A CONTROVERSIAL solar park in Coombe Bissett will be built after developers halved the size of it and councillors gave it the green light.

The solar park at Bake Farm, which is close to Salisbury Racecourse, had been rejected by the Southern Area Planning Committee in October on the grounds of it being too large and detrimental to the nearby Cranborne Chase Area of Outstanding Natural Beauty (AONB).

But resubmitting the application to Wiltshire Council, the developer British Solar Renewables, reduced the size of the site from 40 hectares across four fields to 20 hectares across two fields and said only ten hectares would actually be built on.

The changes meant the National Association for AONB no longer raised any objections and paved the way for permission to be granted at Thursday’s Southern Area Planning Committee meeting.

Residents from the village attended the meeting to speak out against the 9.9MW solar project, with one saying: "Solar parks may be appropriate on the plains of Andalusia in Spain but they are inappropriate and unsustainable on the green fields of Coombe Bissett."

Chris Chelu of Coombe Bissett and Homington parish council said the council had held three public meetings on the application and that there was "overwhelming" opposition to it.

In a letter to Wiltshire Council, the parish council states: “There can be no doubt that the countryside around Coombe Bissett and the Chalke Valley is outstanding. The applicants have reduced the impact of the proposed development when viewed from vantage points around Coombe Bissett, including those from within the Cranborne Chase AONB, but there will still be significant visual intrusion into the landscape from the junction of the Rockbourne Road and the A34 and the nearby high points.”

A soil assessment showed that the land quality had a Grade 3a banding and was therefore "good quality" prompting some councillors to argue it should remain as arable farming land.

National policy guidelines state that large scale solar projects should “ideally” be sited on brownfield sites or agricultural land “preferably” classified as being grade 3b, 4 and 5, which is the lower end of the scale for land quality.

But British Solar Renewables managing director Angus Macdonald told the committee there was no suitable brownfield land or land of a lower grade and that the site was the only grid connection point for “around 30km” with its capacity.
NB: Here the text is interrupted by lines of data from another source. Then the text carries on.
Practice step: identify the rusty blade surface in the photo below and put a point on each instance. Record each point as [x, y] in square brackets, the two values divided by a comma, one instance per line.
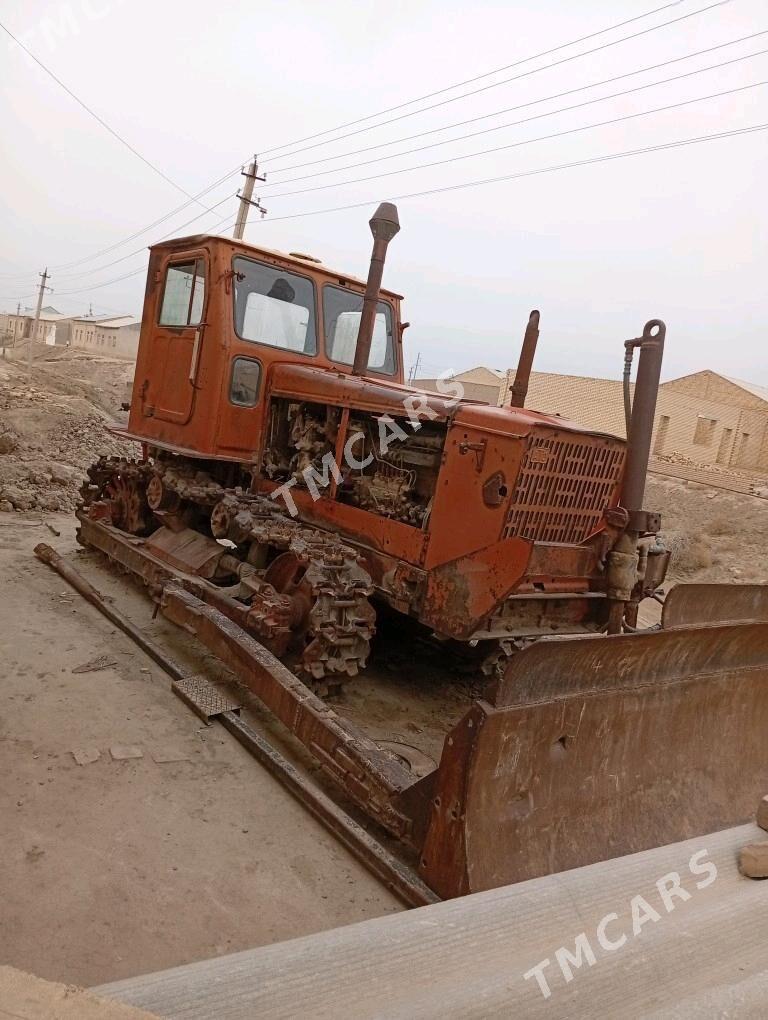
[690, 604]
[600, 747]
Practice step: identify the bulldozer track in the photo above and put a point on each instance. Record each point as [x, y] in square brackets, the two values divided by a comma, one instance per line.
[309, 601]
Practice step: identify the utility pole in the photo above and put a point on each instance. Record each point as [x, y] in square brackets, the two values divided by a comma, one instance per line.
[246, 198]
[414, 367]
[43, 278]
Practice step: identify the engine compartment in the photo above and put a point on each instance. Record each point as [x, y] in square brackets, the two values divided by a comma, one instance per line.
[377, 462]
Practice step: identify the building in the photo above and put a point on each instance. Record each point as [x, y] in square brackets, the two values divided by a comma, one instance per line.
[17, 326]
[705, 417]
[111, 336]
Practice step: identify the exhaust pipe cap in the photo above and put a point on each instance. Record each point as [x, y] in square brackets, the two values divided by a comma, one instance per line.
[385, 222]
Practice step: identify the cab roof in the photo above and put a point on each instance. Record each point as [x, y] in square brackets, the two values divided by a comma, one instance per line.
[297, 259]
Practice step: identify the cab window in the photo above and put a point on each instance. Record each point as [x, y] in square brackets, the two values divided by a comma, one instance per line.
[342, 311]
[184, 294]
[244, 385]
[274, 307]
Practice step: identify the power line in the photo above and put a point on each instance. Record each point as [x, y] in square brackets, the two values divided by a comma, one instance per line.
[471, 81]
[94, 114]
[156, 222]
[529, 141]
[680, 143]
[516, 78]
[142, 268]
[519, 106]
[138, 251]
[528, 173]
[439, 92]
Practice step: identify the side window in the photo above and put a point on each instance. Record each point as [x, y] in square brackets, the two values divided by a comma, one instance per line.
[184, 294]
[273, 306]
[244, 386]
[343, 310]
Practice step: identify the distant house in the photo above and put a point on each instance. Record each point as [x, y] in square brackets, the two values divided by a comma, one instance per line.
[704, 417]
[111, 336]
[15, 327]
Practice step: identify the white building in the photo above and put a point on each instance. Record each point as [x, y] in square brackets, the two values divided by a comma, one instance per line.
[113, 337]
[15, 327]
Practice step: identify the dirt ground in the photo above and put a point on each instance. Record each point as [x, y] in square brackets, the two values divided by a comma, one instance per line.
[119, 867]
[116, 868]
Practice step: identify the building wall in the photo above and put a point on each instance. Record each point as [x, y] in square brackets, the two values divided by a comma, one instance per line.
[111, 341]
[703, 417]
[699, 419]
[17, 327]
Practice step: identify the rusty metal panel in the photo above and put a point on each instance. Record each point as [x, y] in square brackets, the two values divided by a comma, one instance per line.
[203, 698]
[599, 747]
[564, 486]
[462, 594]
[690, 604]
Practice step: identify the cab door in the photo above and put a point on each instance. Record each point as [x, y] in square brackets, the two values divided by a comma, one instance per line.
[176, 340]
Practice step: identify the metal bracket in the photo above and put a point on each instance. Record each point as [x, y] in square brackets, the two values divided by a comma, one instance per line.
[478, 449]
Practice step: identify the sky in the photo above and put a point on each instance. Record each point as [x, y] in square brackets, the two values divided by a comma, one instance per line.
[600, 248]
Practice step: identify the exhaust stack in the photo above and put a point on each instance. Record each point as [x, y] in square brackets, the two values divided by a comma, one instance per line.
[641, 422]
[384, 225]
[525, 362]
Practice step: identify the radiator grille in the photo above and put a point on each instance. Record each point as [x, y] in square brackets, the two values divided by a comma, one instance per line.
[564, 486]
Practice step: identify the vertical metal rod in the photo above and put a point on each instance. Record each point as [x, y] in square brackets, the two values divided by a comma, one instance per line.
[384, 225]
[525, 362]
[644, 410]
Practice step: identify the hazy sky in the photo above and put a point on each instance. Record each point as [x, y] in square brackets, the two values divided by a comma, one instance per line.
[196, 87]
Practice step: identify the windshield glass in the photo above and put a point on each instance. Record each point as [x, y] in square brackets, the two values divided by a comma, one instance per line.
[342, 310]
[274, 307]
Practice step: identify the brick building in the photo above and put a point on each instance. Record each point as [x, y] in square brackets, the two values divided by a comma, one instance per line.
[704, 417]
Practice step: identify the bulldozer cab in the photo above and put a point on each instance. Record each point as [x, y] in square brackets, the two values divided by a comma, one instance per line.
[218, 316]
[174, 338]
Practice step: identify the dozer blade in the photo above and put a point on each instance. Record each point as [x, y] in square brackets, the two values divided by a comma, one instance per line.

He said the solar farm would be operational for 25 years before being dismantled and the land returned to agricultural use.

Chairman of the committee Chris Devine said: "It comes down to the existing guidelines on the quality of land and because there is no other lower quality land in the immediate area that doesn't necessarily mean you go to the next level you can lay your hands on - it may be you just have to look further afield and therefore this doesn't necessarily have to happen.”

Landowner Christopher Jowett, who runs the farm with his family, said the solar park would help secure the future of the farm and that the reality was no one would know it was there. As part of the plans, hedges will be planted to mitigate the visual impact.

While some councillors raised fears that in permitting the development, it would “open the floodgates” to similar projects across the south Wiltshire countryside, others spoke out in favour of the scaled-down solar park which no longer raised any objections from the National Association for AONB.

Planning permission was granted with six councillors voting in favour and four against.

Construction of the solar park is expected to take around 14 weeks and is likely to be completed over the summer.